"Course I'm not saying all Yaquis are alike. There may be some half way, or maybe a quarter way decent. And maybe they've captured this young lady and gentleman just for ransom. In that case they'll take good care of 'em."

"Do you think so?" asked Bud, for, truth to tell, he had been greatly alarmed as he thought of the possible fate of Rosemary and her brother in the hands of the unprincipled Yaquis.

"Oh, sure!" asserted Rolling Stone, with more conviction than he felt. "They're after money, these Indians are, or what money will buy. And they like good U.S. money instead of Mex. dollars which are worth about fourteen and a half cents a pound just now. So it's to their interests to treat their captives well, so they'll bring a good price in the market."

"Good price?" exclaimed Nort. "Do they put them up at auction?"

"No, I didn't mean just that," Rolling Stone hastened to add. "I mean if they ask a ransom they're bound to keep the prisoners in good shape for if they don't produce 'em in that same fashion they're likely to slip up on the reward."

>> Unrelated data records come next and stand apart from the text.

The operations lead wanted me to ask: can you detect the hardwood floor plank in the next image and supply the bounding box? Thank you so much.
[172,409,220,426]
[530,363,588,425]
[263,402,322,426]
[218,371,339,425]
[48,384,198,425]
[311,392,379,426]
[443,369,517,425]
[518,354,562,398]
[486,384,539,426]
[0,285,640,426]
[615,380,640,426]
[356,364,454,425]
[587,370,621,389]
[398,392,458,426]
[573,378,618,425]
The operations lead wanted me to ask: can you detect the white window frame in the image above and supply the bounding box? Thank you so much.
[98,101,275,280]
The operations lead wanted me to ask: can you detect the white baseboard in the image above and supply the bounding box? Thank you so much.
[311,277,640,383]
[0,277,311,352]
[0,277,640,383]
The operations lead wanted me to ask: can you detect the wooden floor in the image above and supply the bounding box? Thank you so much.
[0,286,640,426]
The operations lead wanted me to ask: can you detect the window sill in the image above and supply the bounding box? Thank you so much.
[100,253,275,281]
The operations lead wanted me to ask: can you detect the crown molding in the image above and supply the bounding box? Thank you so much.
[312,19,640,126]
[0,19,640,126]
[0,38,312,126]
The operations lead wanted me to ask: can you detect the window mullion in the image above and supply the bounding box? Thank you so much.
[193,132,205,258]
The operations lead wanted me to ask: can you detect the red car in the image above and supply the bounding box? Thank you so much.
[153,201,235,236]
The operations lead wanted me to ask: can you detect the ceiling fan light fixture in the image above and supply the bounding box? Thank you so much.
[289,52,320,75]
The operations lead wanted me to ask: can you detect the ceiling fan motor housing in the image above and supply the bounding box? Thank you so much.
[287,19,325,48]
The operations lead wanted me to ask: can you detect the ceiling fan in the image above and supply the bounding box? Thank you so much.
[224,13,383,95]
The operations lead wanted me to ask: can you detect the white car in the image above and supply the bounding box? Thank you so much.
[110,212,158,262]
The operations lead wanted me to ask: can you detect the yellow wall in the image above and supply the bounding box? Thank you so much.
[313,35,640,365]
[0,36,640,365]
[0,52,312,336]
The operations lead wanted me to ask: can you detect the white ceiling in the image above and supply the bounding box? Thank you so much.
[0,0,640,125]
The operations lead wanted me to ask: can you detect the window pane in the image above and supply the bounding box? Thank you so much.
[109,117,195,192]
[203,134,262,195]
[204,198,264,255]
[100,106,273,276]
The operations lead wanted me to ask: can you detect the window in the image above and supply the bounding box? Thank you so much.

"Then they won't harm Rosemary or Floyd?" asked Dick, whose vivid imagination had pictured his cousins as being subject to the tortures of the burning stake.

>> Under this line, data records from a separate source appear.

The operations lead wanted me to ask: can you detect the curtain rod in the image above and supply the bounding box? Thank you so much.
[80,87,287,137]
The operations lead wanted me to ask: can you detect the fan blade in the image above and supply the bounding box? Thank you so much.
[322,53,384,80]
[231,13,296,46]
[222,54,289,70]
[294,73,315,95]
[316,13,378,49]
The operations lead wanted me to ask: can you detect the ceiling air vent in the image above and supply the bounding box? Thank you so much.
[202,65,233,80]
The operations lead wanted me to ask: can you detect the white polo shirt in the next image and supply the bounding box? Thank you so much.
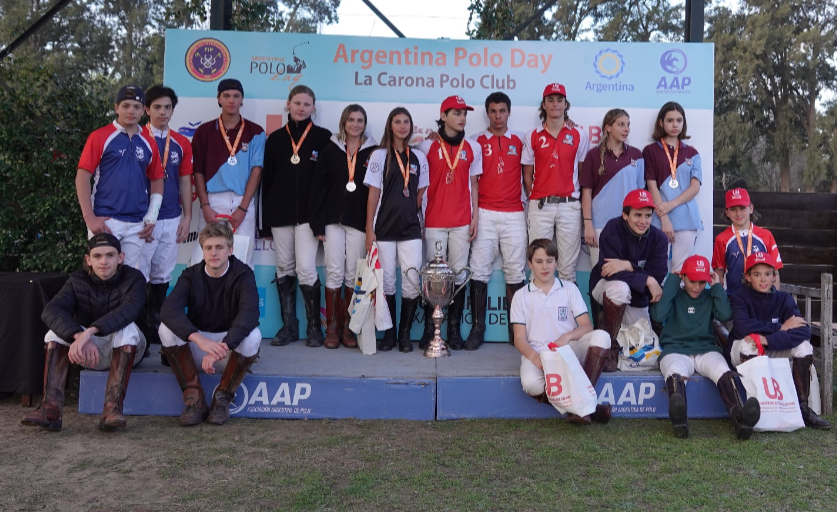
[511,277,587,352]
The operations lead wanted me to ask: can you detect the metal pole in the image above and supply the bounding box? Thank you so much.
[363,0,406,37]
[503,0,558,41]
[0,0,71,61]
[684,0,705,43]
[209,0,232,30]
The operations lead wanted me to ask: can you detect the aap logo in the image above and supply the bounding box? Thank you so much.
[593,48,625,80]
[657,48,692,94]
[660,48,689,75]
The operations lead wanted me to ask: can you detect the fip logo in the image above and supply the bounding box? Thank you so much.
[186,37,231,82]
[657,48,692,94]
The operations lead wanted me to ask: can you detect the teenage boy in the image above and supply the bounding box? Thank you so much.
[21,233,146,431]
[712,188,782,297]
[725,252,831,430]
[418,96,482,350]
[590,189,668,372]
[76,85,163,268]
[651,255,760,440]
[160,223,262,426]
[139,85,192,352]
[521,84,589,282]
[192,78,265,268]
[465,92,526,350]
[511,238,610,425]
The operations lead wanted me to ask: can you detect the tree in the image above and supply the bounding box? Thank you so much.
[467,0,682,41]
[0,59,113,272]
[710,0,837,191]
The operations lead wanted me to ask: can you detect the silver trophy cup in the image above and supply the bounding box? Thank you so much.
[404,240,471,357]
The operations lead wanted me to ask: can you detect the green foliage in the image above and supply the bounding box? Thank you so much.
[467,0,682,41]
[0,59,112,272]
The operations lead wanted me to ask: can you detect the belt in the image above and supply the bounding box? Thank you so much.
[538,196,578,210]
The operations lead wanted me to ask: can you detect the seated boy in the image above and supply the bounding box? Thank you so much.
[590,189,668,372]
[160,223,262,426]
[651,255,760,440]
[511,238,610,425]
[21,233,146,431]
[725,252,831,429]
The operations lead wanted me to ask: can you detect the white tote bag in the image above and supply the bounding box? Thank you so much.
[348,258,377,356]
[541,345,597,416]
[616,318,660,372]
[736,356,805,432]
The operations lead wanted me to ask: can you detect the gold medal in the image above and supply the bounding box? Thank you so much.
[392,146,410,197]
[218,116,244,165]
[285,121,314,165]
[439,137,465,185]
[660,139,680,188]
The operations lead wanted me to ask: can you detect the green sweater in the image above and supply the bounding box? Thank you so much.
[651,274,732,359]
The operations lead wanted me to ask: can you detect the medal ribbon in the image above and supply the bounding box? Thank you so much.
[439,137,465,183]
[148,125,171,177]
[218,116,244,160]
[285,121,314,158]
[392,146,410,193]
[660,139,680,185]
[346,144,360,181]
[731,222,753,260]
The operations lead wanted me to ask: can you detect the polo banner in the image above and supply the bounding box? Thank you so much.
[164,30,714,341]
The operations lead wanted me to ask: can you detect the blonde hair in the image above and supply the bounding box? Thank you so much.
[599,108,631,176]
[198,222,233,247]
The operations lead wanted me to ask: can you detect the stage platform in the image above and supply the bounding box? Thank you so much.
[79,339,727,420]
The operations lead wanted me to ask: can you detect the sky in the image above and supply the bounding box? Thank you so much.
[322,0,471,39]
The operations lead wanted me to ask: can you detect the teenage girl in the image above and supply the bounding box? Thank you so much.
[642,101,703,272]
[363,107,430,352]
[308,104,376,348]
[261,85,331,347]
[578,108,645,267]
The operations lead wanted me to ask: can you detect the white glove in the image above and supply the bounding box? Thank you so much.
[142,194,163,226]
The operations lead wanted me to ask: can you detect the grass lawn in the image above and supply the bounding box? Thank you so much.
[0,399,837,511]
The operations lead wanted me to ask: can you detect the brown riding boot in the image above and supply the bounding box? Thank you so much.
[716,372,761,441]
[791,356,831,430]
[161,345,209,427]
[20,341,70,432]
[206,350,259,425]
[602,294,628,372]
[337,286,357,348]
[567,347,611,425]
[99,345,137,431]
[666,373,689,439]
[325,288,343,348]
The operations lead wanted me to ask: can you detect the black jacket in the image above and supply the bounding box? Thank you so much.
[160,256,259,350]
[41,266,145,343]
[308,135,377,236]
[261,119,331,231]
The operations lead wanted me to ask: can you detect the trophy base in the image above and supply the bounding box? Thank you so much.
[424,336,450,357]
[424,306,450,357]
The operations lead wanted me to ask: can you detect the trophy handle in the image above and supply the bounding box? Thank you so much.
[453,267,471,295]
[404,267,421,295]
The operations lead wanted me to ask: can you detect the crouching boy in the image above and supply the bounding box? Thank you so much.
[590,189,668,372]
[511,238,610,425]
[160,223,262,426]
[21,233,146,431]
[727,252,831,429]
[651,255,761,440]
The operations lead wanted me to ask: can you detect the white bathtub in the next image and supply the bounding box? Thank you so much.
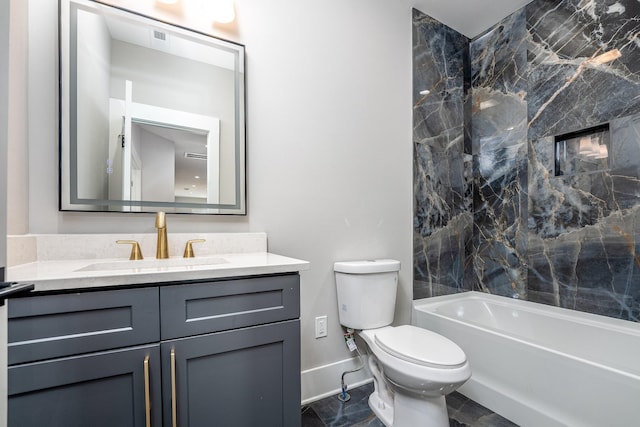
[413,292,640,427]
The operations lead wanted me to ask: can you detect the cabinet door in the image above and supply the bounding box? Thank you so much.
[8,345,161,427]
[161,320,300,427]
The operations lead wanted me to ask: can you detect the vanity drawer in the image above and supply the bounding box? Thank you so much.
[8,287,160,365]
[160,274,300,340]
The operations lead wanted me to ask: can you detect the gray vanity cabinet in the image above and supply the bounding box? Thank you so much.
[8,287,162,427]
[8,345,161,427]
[8,274,300,427]
[160,275,300,427]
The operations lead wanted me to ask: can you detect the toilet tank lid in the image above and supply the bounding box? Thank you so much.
[333,259,400,274]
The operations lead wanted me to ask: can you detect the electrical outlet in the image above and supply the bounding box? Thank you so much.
[316,316,327,338]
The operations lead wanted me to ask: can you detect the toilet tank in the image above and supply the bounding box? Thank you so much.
[333,259,400,329]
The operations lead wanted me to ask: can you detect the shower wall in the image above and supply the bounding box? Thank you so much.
[414,0,640,321]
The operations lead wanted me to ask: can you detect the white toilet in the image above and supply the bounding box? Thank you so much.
[334,259,471,427]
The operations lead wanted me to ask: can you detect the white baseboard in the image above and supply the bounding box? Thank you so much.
[301,357,373,405]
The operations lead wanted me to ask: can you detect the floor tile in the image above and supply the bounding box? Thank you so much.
[302,383,518,427]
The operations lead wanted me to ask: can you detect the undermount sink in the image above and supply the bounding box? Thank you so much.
[75,257,228,271]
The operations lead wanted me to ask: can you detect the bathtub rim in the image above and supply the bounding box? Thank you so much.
[411,291,640,381]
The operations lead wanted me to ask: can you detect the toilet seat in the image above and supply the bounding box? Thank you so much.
[375,325,467,369]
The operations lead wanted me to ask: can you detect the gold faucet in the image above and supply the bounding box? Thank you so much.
[156,212,169,259]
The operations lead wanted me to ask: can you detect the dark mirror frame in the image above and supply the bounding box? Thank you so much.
[58,0,247,215]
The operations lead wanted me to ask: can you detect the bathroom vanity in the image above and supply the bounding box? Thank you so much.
[8,234,308,427]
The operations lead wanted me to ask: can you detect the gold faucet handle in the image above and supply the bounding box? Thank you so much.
[156,212,167,228]
[116,240,144,260]
[183,239,205,258]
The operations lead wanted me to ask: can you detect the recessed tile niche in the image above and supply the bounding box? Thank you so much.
[554,123,611,176]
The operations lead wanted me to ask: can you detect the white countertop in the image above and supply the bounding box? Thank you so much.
[7,252,309,291]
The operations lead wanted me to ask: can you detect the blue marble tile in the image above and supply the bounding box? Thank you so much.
[413,0,640,321]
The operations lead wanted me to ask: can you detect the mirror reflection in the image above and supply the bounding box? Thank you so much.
[60,0,246,214]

"Well, of course they won't have feather beds to sleep on," spoke Rolling Stone slowly, "but I take it your cousins are used to roughing it, and it will be no worse than a scouting trip for them."

"Yes, I s'pose Floyd is used to camping out," admitted Bud. "But as for Rosemary—"

"Don't worry, son," advised Snake. "Rosemary is a western girl and you know what your sister is."

"That's right!" and Bud visibly brightened. "Nell could look after herself if given half a chance. And maybe we'll catch up to these Yaquis before very long."